De aanplant dient gerealiseerd op het perceel met kadastrale ligging, 13375N0415/00D002 tijdens het eerstvolgende plantseizoen (dat loopt van 1/11 tot 1/02), volgend op de uitvoering van de werken die het onderwerp uitmaken van de aanvraag.
Bij het aanplanten van hoogstammige bomen, dienen de afstandsregels gerespecteerd.

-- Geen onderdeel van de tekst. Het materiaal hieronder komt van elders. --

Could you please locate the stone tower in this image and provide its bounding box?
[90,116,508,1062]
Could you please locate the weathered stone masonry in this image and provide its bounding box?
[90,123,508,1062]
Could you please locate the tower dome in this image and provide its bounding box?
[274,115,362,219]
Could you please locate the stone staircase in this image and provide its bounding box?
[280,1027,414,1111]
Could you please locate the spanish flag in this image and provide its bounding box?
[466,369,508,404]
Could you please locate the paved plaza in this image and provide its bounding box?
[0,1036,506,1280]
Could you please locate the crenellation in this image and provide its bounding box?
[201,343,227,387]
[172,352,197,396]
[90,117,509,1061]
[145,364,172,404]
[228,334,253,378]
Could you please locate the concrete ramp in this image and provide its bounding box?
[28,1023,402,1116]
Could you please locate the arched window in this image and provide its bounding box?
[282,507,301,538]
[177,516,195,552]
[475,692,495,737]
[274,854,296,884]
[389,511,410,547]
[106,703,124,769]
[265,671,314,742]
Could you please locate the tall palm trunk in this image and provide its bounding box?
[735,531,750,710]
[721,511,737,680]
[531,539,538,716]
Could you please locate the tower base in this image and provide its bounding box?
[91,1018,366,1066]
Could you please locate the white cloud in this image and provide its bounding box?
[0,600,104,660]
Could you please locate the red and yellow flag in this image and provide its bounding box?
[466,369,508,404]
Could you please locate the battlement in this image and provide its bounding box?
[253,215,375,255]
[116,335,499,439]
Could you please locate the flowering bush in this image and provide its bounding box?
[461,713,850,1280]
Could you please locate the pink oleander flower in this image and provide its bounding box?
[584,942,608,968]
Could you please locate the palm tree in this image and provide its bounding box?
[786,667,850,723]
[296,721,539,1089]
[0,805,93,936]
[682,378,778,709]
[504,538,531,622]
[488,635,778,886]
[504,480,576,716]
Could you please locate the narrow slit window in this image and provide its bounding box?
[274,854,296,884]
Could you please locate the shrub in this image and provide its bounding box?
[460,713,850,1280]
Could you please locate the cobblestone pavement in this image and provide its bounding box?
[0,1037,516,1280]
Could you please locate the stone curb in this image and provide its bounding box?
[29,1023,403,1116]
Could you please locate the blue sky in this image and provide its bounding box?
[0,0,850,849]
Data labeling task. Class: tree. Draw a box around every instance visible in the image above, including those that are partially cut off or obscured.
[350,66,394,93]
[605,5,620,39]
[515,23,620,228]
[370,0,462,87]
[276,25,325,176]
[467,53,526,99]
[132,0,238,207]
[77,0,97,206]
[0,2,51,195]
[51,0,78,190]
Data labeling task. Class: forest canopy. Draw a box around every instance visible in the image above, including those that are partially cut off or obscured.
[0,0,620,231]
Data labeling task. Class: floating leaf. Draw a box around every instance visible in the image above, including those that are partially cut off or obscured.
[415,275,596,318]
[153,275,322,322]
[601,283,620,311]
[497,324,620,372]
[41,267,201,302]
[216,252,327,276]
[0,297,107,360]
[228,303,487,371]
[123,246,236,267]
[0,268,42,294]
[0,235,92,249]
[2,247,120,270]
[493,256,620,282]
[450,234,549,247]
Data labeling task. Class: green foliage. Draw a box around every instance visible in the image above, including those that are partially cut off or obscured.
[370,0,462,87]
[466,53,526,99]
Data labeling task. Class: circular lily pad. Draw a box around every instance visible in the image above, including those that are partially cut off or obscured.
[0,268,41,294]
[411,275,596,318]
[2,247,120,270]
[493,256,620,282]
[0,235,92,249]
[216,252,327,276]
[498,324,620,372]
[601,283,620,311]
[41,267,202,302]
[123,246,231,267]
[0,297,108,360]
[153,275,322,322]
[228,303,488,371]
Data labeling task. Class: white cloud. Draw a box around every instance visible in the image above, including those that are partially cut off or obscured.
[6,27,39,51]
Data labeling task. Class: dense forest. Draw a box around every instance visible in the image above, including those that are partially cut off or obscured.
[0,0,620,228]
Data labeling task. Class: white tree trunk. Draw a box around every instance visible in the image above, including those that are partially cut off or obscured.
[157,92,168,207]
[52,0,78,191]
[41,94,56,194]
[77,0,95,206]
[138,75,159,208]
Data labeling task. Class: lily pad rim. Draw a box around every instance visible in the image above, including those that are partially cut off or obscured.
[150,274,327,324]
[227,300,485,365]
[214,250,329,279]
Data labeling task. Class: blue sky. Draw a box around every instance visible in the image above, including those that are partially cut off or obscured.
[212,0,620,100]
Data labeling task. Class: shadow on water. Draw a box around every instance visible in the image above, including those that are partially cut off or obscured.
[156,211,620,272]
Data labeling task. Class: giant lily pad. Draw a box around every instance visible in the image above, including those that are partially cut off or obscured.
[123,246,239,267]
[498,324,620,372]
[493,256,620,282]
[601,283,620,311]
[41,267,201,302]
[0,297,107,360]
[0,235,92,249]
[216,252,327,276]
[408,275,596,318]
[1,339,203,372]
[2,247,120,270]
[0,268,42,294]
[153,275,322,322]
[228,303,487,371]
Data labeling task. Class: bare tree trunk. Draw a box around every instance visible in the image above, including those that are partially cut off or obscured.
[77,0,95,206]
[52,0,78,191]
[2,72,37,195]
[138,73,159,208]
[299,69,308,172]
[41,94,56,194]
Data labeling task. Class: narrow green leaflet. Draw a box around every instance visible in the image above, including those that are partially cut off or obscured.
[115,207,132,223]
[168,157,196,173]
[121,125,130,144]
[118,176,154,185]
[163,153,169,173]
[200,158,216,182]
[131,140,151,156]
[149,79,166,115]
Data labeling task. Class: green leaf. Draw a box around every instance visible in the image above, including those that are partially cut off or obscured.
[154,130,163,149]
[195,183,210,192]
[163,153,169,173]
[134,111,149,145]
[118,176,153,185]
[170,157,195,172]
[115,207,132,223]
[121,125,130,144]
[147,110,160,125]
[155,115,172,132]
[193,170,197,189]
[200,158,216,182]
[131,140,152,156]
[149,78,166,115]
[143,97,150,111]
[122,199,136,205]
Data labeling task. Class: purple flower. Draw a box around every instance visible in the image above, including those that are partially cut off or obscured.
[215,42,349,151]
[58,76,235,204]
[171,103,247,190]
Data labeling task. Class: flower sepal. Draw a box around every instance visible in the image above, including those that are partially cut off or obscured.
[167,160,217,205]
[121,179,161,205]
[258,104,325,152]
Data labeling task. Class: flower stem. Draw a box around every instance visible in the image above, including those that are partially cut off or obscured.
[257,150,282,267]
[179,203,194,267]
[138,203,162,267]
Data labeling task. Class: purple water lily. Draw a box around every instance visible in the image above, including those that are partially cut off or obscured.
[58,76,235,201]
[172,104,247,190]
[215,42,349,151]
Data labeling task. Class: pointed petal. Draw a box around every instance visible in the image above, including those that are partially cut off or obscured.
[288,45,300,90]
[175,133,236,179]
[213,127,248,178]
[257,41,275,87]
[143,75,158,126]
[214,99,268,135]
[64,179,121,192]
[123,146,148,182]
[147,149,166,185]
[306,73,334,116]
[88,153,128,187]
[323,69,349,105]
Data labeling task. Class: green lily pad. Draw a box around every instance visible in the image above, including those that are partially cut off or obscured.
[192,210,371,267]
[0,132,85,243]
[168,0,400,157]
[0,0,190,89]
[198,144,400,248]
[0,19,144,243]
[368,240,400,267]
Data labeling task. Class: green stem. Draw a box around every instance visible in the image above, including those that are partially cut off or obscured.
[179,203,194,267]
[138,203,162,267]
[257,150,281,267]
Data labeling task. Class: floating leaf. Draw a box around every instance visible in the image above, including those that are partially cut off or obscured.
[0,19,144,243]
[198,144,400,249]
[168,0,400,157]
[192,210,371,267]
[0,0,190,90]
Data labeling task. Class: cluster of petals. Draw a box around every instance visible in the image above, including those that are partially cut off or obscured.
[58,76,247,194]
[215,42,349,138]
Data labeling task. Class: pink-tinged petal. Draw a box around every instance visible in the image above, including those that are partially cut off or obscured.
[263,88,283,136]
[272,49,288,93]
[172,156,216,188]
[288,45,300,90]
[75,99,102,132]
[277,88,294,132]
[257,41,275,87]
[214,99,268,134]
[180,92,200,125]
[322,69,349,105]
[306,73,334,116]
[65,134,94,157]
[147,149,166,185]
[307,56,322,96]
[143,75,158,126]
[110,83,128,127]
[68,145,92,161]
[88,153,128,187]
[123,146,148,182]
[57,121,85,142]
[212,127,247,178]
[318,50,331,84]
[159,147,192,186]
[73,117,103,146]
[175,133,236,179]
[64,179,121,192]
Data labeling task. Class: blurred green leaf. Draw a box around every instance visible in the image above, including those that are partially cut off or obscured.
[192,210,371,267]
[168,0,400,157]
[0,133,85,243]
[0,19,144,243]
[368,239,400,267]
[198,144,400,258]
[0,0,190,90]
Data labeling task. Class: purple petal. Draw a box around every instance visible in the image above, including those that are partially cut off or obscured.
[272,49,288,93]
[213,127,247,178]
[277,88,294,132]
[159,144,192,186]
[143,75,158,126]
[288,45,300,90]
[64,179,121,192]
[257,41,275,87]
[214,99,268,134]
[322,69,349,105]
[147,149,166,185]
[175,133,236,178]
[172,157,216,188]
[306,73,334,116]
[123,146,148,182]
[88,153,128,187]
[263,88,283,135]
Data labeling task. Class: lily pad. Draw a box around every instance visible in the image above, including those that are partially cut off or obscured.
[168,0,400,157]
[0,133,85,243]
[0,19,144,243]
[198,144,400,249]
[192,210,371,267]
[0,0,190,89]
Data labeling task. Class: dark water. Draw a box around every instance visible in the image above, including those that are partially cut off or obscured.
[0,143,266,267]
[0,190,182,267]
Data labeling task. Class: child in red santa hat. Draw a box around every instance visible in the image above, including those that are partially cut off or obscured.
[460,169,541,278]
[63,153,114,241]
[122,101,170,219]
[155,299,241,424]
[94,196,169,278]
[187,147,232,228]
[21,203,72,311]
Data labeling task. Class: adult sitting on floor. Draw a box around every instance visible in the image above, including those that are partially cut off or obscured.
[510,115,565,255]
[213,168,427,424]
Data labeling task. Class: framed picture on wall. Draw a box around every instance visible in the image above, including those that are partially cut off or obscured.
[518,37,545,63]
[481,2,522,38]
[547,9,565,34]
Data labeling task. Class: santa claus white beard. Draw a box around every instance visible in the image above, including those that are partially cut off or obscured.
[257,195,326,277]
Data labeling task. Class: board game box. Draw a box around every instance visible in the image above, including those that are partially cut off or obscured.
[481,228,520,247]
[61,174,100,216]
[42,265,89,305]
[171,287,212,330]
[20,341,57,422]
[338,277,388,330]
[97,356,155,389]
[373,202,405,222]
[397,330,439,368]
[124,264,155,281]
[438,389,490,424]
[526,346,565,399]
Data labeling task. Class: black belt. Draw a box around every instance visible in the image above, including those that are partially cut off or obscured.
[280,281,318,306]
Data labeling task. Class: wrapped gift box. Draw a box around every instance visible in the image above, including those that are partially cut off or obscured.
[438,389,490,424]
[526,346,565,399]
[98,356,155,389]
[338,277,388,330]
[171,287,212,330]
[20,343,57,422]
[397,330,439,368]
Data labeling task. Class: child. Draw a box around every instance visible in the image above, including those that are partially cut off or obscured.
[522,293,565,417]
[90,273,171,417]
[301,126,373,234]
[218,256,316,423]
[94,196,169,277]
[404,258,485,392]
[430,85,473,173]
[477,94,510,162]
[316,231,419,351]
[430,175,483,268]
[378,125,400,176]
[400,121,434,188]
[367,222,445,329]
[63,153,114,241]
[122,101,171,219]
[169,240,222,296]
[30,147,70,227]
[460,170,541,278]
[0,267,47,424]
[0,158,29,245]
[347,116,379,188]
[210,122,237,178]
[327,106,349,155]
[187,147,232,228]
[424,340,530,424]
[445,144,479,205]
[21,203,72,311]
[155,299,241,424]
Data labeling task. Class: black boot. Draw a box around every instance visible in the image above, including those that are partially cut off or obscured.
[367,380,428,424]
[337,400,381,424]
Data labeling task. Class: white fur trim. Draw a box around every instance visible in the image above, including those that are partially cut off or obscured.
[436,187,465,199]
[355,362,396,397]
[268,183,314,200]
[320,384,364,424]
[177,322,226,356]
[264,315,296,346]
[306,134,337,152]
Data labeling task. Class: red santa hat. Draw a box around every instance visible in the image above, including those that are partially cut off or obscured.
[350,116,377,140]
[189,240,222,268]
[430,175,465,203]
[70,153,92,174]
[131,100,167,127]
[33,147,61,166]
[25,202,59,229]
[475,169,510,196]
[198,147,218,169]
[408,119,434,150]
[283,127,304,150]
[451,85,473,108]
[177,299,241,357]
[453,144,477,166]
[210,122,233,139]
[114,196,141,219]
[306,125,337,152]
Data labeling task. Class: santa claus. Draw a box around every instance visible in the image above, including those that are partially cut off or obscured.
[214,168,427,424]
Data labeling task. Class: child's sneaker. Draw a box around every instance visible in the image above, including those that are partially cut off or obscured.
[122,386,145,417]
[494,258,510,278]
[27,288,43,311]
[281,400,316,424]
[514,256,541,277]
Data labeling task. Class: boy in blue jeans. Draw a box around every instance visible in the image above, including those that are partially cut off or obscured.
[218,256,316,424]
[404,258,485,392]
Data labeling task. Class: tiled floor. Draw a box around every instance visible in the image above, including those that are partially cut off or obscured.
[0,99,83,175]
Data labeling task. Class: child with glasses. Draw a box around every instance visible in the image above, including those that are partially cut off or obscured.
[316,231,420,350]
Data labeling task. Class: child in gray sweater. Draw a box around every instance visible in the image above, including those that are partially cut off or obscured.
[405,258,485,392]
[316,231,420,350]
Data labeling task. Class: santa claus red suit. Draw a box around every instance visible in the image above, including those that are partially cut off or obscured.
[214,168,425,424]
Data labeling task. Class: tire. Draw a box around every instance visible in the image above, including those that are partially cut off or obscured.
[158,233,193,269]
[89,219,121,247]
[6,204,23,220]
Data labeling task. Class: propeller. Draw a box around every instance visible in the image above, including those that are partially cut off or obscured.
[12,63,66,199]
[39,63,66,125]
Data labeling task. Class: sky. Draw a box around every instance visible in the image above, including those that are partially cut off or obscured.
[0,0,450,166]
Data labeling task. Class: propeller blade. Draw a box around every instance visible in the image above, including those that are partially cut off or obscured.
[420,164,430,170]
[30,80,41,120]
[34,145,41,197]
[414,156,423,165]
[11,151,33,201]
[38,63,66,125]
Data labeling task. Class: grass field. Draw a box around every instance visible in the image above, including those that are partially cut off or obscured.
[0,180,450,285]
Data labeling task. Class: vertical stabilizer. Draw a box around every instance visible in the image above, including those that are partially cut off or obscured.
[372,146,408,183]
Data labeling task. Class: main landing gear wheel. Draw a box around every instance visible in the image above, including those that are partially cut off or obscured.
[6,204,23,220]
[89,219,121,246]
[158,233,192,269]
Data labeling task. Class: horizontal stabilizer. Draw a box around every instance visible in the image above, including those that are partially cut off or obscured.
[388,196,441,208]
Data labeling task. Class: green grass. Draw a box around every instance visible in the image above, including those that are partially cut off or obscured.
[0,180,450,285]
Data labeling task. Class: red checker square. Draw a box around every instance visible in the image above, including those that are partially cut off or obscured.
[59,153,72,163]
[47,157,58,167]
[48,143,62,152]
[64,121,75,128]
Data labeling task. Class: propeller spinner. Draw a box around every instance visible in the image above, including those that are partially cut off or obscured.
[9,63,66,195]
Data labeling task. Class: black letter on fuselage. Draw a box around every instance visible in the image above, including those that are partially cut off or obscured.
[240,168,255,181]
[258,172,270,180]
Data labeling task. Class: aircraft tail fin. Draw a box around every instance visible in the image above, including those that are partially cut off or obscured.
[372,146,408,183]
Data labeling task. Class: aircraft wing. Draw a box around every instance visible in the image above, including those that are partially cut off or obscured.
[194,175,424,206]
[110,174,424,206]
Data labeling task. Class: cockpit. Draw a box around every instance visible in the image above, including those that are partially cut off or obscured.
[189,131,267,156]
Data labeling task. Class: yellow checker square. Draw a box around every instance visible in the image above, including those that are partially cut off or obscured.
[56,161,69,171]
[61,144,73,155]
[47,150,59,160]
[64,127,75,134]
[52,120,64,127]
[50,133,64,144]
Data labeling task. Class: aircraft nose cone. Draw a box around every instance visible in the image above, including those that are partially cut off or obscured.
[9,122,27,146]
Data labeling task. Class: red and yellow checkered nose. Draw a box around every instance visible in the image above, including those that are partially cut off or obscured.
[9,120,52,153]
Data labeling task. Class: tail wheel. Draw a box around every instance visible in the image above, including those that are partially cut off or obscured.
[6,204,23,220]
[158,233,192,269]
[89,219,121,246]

Deze staan beschreven onder art. 35 van het Veldwetboek (dd. 7 oktober 1886). Art. 35. Hoogstammige bomen mogen slechts op een door vast en erkend gebruik bepaalde afstand geplant worden; bij ontstentenis van zodanig gebruik mogen hoogstammige bomen slechts op twee meter, andere bomen en levende hagen slechts op een halve meter van de scheidingslijn tussen twee erven worden geplant.
Fruitbomen van welke soort ook mogen als leibomen, aan elke kant van de muur tussen twee erven, geplant worden zonder dat een afstand in acht wordt genomen.
Is die muur niet gemeen, dan heeft alleen de eigenaar het recht hem als steun voor zijn leibomen te gebruiken.
Indien de aanplanting niet aanslaat dient deze vervangen tijdens het eerstvolgende groeiseizoen. De verplichting tot heraanplant bij niet aanslaan komt niet te vervallen;
De aanvrager dient al het nodige te doen om de compenserende aanplanting te beschermen tegen vraat.